ここで紹介するのは256 bitのCMOSプロセスのメモリ2種類で、ひとつは1 bit幅構成のMCM14537、もうひとつが4 bit幅構成のMCM14552です。
型番からわかるように、Motorola社のMC14500シリーズCMOS製品のひとつで、共通の特性を備えています。つまり、3 Vから18 Vの広い電源電圧で動作し、静的にはほとんど電力を消費せず、TTLと比べればおそろしく遅いという特徴です。どちらかというと、マイクロプロセッサのためというよりは、同じ系列のCMOS ICを組み合わせて複雑なシーケンス回路を作るときのためのメモリ素子とか、MC14500用のメモリといえるでしょう。
ちなみにどれくらい遅いかというと、MCM14537を5 Vの電源電圧で動作させたときには最悪6 usのアクセスタイムになります(標準値で2.5 usで最小400 ns)。15 V動作なら最悪1.5 us(最小115 ns)となっています。遅いことは遅いですし、ばらつきの多さも気になることでしょう。もともとCMOS ICの速度は電源電圧依存性が高く、しかも当時の技術によるトランジスタは今よりも特性が悪い上にばらつきが大きいので、こういうことになってしまいます。

MCM14537
MCM14537とMCM14552。

左のMCM14537の信号は一般的なメモリの制御方式に近いものになっています。
A1  1      16 VDD
A2  2      15 A0
DIN 3      14 A7
WE* 4      13 CE1*
A3  5      12 CE2*
A4  6      11 ST*
A5  7      10 DOUT
VSS 8       9 A6
ここでVDDとVSSは電源。A0からA6までがアドレス信号で、DINがデータ入力、DOUTがデータ出力、CE1*, CE2*, ST*, WE*が制御信号となっています。CE1*とCE2*はチップイネーブル信号ですが、微妙に役割が違います。CE2*はST*の代わりにも使用できるという点が異なります。ST*はストローブ信号で、Lの間だけメモリアクセスを行います。しかし、常にLにして使うことはできません。このメモリはクロックトメモリで、ST*に同期してメモリ周辺回路が動作するため、アドレス確定後にLにしなくてはなりません(あるいは常にLに固定して代わりにCE2*をクロックとして使用する)。WE*がライトイネーブルです。
読み出されたデータは内部ラッチに記憶され、再びST*とCE2*が共にLに遷移するまで残ります。逆にいえば、ST*とCE2*が共にLになる瞬間だけ読み出し動作が行われて、あとは内部回路の動作を停止して消費電力を押さえるように考えられています。データはラッチされますが、アドレスはST*などでラッチされませんから、ST*とCE2*がLの間はアドレス変更は禁止されています。

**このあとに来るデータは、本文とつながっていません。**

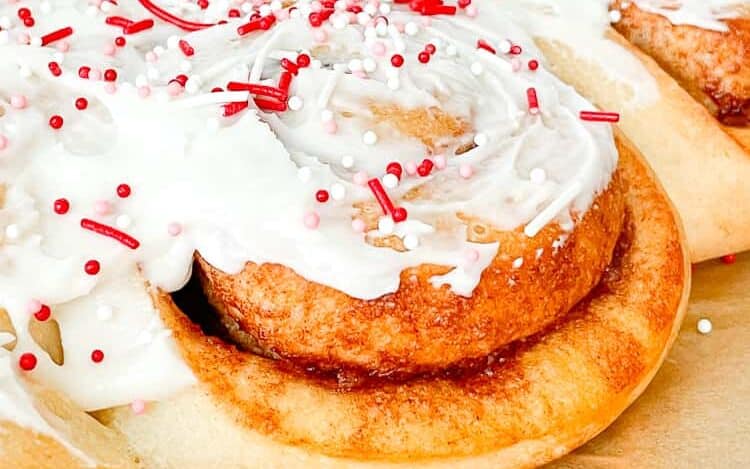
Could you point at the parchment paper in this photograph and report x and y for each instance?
(696, 412)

右は4 bit構成のMCM14552ですが、データの入出力が別々なので、容量の割に大型のパッケージになってます。
M     1      24 VDD
ST*   2      23 CE1*
DOUT0 3      22 CE2*
DIN0  4      21 CE3*
DOUT1 5      20 LE*
DIN1  6      19 T*
DOUT2 7      18 A5
DIN2  8      17 A4
DOUT3 9      16 A3
DIN3 10      15 A2
WE*  11      14 A1
VSS  12      13 A0
Mはモード選択信号で、データ出力ラッチの制御をラッチイネーブル信号LE*で行うかCE1*, CE2*, CE3*の信号で行うかを選択するものです。T*は出力のスリーステートバッファの制御信号で、後はMCM14537と類似の信号体系になっています。